All of the Hawaiian Islands were originally formed by volcanos.  They built up land mass below the ocean floor for jillions of years, finally broke through the surface,  and eventually created the paradise of today.  However, they did not stop there.  More than 15,000 acres of new land has been added to the big island alone over the past century.

There is still a very active volcano only 30 miles from Hilo.  Its most recent eruption began in 1983 and it still spews a considerable amount of new lava every day.  You can drive around the rim of the volcano while the red hot molten lava flows from a rift farther down its side.  It consumes homes, trees and anything else in its path on its way to the sea.  It is said that one should buy land because they are not making any more of it.  That is not true in Hawaii.
Hilo is the closest Hawaiian city to California.  That is why it was chosen as our departure point.  It is known as the garden city and, as the name implies, there are beautiful flowers everywhere.  It is an older city with buildings dating back to the late 1800s.  Most of the older ones have been totally renovated and turned into quaint downtown restaurants and shops.  There are rain forests and many waterfalls a short drive to the north.  Throw in a very rocky Pacific coastline with huge cliffs and crashing surf and you have some seriously spectacular scenery. 

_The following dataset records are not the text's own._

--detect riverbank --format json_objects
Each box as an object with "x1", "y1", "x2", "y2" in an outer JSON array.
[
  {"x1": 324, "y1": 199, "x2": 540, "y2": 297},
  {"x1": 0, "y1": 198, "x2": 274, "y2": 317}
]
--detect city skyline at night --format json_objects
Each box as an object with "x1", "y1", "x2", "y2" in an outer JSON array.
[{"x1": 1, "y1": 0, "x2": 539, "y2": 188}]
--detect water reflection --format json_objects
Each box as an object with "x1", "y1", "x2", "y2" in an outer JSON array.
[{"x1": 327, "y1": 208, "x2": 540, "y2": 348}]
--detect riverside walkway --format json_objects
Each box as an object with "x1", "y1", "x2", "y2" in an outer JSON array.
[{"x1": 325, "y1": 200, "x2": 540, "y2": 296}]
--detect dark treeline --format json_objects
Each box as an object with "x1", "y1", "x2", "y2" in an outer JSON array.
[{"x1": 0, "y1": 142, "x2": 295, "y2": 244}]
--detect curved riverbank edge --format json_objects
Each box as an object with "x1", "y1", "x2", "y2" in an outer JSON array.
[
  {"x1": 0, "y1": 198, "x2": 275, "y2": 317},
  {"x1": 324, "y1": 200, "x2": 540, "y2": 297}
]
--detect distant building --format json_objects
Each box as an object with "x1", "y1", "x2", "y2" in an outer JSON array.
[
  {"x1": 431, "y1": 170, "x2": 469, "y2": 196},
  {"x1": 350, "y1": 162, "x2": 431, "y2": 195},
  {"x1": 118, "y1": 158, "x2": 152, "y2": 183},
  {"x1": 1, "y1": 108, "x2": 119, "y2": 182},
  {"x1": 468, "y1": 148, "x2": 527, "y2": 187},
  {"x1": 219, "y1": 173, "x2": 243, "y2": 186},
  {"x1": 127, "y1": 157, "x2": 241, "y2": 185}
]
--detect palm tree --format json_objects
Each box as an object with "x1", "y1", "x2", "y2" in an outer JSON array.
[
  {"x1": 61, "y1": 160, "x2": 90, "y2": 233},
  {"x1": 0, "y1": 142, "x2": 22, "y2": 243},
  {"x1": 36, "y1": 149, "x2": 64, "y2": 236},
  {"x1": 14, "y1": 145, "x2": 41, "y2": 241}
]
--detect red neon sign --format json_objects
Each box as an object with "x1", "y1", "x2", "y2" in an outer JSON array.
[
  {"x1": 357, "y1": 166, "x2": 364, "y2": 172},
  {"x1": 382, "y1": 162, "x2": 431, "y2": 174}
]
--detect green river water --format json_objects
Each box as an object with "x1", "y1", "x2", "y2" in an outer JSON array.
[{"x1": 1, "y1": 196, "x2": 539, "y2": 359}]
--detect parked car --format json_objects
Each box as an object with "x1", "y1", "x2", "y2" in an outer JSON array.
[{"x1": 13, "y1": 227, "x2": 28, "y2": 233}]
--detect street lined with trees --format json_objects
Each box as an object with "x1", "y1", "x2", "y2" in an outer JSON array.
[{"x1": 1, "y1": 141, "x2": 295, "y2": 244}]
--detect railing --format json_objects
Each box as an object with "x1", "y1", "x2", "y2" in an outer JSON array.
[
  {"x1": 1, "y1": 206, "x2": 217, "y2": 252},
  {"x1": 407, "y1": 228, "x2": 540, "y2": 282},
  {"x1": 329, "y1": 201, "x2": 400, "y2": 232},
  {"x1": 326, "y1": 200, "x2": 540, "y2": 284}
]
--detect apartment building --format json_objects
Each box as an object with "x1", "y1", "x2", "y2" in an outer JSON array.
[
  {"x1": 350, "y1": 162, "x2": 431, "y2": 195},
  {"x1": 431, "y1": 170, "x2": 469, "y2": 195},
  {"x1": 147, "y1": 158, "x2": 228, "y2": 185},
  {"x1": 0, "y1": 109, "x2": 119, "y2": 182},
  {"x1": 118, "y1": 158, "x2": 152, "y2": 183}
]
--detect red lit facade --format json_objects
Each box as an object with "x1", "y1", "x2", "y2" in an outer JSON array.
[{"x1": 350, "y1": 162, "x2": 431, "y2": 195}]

We waited until the later hours of the day for lower temperatures to fuel the Baron.  Gasoline contracts considerably as it cools and thus allows a greater amount of fuel in the tanks.  And more fuel is definitely needed for the big jump across the pond.  It was a pleasant change to have the fuel pumped from a large truck instead of hand pumped from drums as in the other Pacific Islands. As usual, it was a challenge to put the last gallons into the internal auxiliary tanks.  The trick was to put in the maximum amount possible without spilling any in the aircraft's interior.  With the top of the tanks only 6 inches from the roof of the cabin, it was very difficult to determine when they were nearing full capacity.  Once a measured amount of fuel was pumped in, we had to remove the hose quite often and check the level, first with a ruler and then, with our fingers.  Frankly, we always chickened out before filling the tanks completely so we never actually had the very maximum fuel on board.  With favorable winds projected for the next leg, however, we thought it probably would be enough.

One super-long leg over 2148 nautical miles of Pacific Ocean, with nowhere to land in between.  This would most likely be the last major challenge to our trip around the world.  The oil and filters were changed in the Baron as well as a few other items in preparation for the leg.  The mechanic pronounced her ready to go.  The Bearon and Miss Ellie were up for it as well.  Every appropriate precaution had been taken and now it was time to make it happen!